Joseph Michael Orsulak (born May 31, 1962) is an American former Major League Baseball player whose career spanned 1983 to 1997 with the Pittsburgh Pirates, Baltimore Orioles, New York Mets, Florida Marlins, and Montreal Expos. Orsulak, who threw and batted left-handed, played mostly in the outfield, although he played some games at first base late in his career. On the basepaths, he had excellent speed until a 1987 knee injury slowed him down.

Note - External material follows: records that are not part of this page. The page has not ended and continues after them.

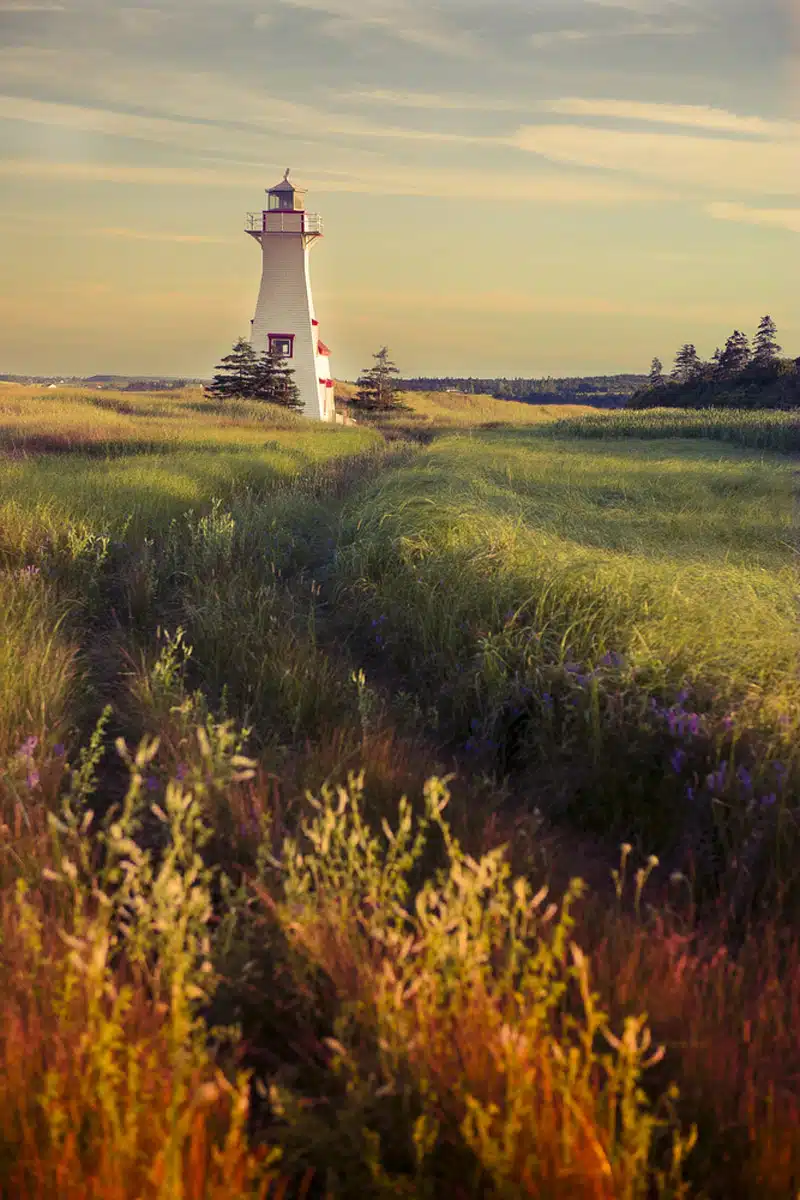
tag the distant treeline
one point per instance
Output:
(609, 391)
(740, 375)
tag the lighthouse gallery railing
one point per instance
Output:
(283, 222)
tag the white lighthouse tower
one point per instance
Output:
(284, 319)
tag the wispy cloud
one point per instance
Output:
(698, 117)
(632, 29)
(407, 21)
(515, 303)
(452, 102)
(679, 159)
(433, 183)
(781, 219)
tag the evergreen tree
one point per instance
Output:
(687, 364)
(656, 376)
(735, 354)
(378, 385)
(235, 376)
(765, 348)
(274, 383)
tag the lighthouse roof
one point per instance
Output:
(286, 185)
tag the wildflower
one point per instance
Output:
(28, 747)
(678, 761)
(716, 780)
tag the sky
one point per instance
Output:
(509, 187)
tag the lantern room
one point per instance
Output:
(284, 197)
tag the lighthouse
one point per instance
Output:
(284, 321)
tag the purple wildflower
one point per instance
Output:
(716, 780)
(678, 761)
(28, 747)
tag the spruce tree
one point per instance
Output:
(274, 382)
(235, 376)
(656, 376)
(735, 355)
(378, 385)
(765, 348)
(687, 364)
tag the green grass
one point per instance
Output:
(300, 627)
(764, 430)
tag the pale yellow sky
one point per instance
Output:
(517, 187)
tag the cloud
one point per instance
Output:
(637, 29)
(699, 117)
(453, 102)
(155, 235)
(516, 303)
(405, 21)
(378, 180)
(116, 173)
(781, 219)
(678, 159)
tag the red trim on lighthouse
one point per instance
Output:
(281, 337)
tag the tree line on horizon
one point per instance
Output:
(611, 390)
(739, 375)
(247, 375)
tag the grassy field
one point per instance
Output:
(304, 733)
(440, 408)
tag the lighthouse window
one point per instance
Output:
(281, 202)
(282, 345)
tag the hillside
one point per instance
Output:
(359, 795)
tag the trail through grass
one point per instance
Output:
(299, 628)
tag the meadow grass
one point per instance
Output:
(763, 430)
(239, 960)
(439, 409)
(631, 611)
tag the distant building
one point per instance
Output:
(284, 321)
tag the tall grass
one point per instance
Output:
(764, 430)
(635, 615)
(238, 960)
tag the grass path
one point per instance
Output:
(323, 592)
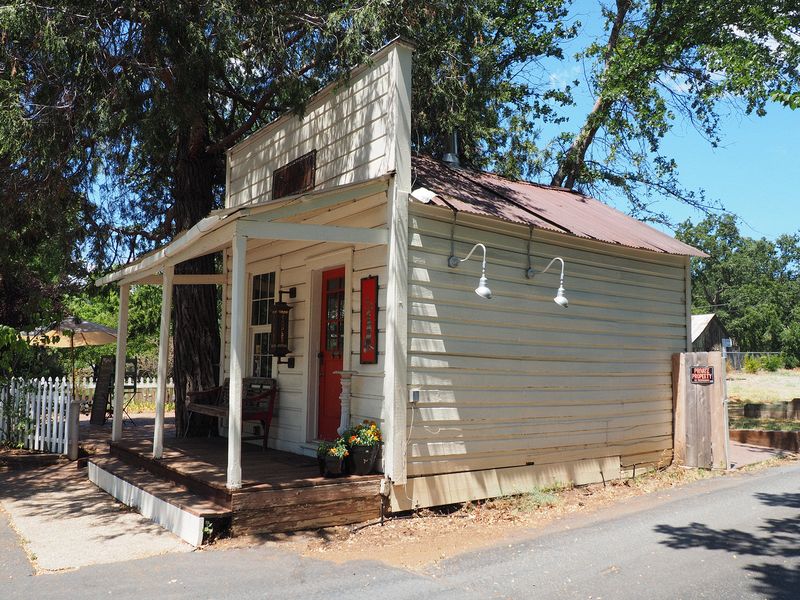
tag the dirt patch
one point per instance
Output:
(423, 538)
(765, 387)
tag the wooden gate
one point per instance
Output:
(700, 415)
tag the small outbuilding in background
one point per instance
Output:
(708, 333)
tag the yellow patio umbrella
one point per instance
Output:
(73, 333)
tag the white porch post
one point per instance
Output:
(163, 356)
(238, 312)
(119, 373)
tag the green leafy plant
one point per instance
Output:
(751, 364)
(339, 449)
(15, 424)
(364, 434)
(772, 362)
(790, 361)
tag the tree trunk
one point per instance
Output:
(196, 318)
(573, 160)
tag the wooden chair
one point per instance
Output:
(259, 395)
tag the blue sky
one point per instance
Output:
(754, 172)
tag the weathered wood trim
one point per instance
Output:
(320, 97)
(163, 358)
(395, 381)
(210, 279)
(438, 490)
(119, 373)
(688, 299)
(215, 232)
(223, 322)
(238, 352)
(256, 229)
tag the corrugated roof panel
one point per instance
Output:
(546, 207)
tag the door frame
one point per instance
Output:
(316, 265)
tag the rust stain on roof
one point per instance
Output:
(542, 206)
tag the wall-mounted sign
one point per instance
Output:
(369, 321)
(279, 319)
(702, 375)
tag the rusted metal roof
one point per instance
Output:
(536, 205)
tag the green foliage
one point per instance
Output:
(752, 285)
(666, 61)
(14, 423)
(765, 424)
(144, 315)
(790, 361)
(752, 364)
(772, 362)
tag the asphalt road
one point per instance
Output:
(732, 537)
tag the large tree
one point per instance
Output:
(152, 94)
(666, 60)
(752, 284)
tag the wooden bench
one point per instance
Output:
(258, 403)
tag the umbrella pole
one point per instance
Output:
(72, 352)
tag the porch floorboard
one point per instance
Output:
(280, 491)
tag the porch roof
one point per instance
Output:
(535, 205)
(266, 220)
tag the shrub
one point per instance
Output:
(772, 362)
(751, 364)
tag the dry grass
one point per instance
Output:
(764, 387)
(424, 537)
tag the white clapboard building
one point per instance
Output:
(477, 397)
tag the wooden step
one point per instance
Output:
(196, 485)
(164, 502)
(350, 500)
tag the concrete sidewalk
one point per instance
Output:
(67, 522)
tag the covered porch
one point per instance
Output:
(260, 489)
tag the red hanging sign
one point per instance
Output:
(369, 320)
(702, 375)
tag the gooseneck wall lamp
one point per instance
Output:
(560, 298)
(483, 288)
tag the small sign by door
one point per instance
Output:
(702, 375)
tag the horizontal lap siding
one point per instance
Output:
(289, 429)
(517, 380)
(347, 127)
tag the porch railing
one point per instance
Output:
(146, 388)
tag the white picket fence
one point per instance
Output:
(37, 411)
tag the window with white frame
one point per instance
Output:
(260, 328)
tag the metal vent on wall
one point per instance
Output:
(296, 177)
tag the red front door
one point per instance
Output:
(331, 349)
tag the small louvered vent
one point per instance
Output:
(296, 177)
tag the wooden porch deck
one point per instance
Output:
(280, 491)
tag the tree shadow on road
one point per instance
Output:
(780, 540)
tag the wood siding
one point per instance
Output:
(295, 263)
(518, 381)
(347, 126)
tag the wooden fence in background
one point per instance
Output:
(35, 414)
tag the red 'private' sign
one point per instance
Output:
(702, 375)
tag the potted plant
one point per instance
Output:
(334, 459)
(364, 441)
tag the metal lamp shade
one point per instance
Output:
(560, 298)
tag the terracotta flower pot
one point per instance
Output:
(334, 466)
(362, 459)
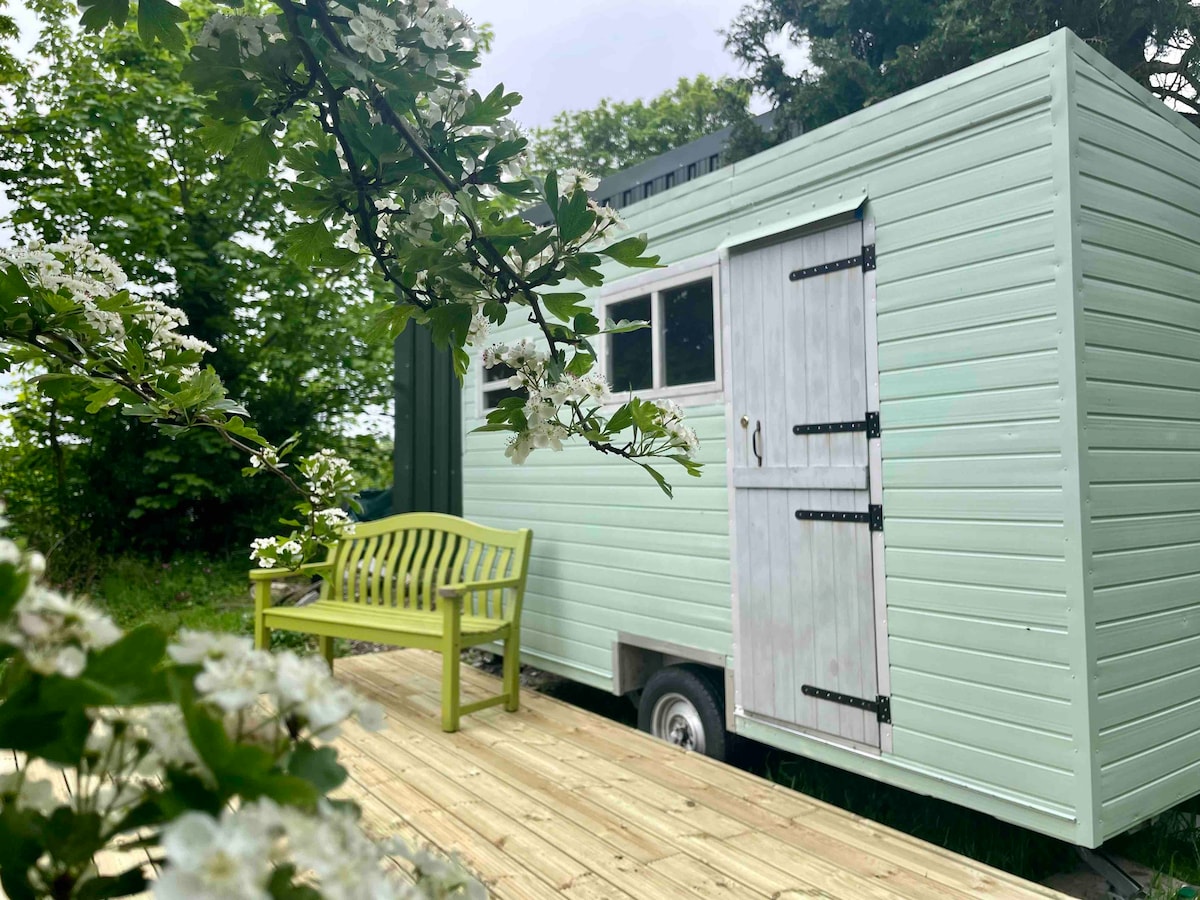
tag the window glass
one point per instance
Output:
(688, 341)
(496, 385)
(631, 354)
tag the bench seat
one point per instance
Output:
(420, 580)
(365, 623)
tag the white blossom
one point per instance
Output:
(55, 633)
(210, 859)
(573, 180)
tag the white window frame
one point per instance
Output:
(655, 283)
(481, 408)
(652, 282)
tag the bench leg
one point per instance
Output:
(327, 649)
(450, 689)
(513, 671)
(262, 601)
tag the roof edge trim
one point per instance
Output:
(793, 223)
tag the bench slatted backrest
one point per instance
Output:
(400, 562)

He was traded from the Pirates to the Orioles for Rico Rossy and minor-league shortstop Terry Crowley, Jr. on November 6, 1987. He led the league in outfield assists in 1991. In 1992, he made the first out at the Orioles' new Camden Yards ballpark, going on to lead the team that year in batting average. He elected to become a free agent on October 28, 1992, after five seasons with the Orioles. Despite his relatively long career (with five major league clubs), he never played in the post-season in the Majors.

Orsulak played winter ball for three consecutive years with Navegantes del Magallanes in the LVBP (Venezuelan Winter League), starting with the 1983 season, during which he met his future wife, Adriana Venditti. They married during the 1988 All-Star break and had two children, Joseph and Michael. After a long struggle with brain cancer, Adriana died in 2004.

Orsulak grew up in Parsippany–Troy Hills, New Jersey, where he graduated from Parsippany Hills High School. He turned down a full scholarship to Seton Hall University in order to sign with the Pirates.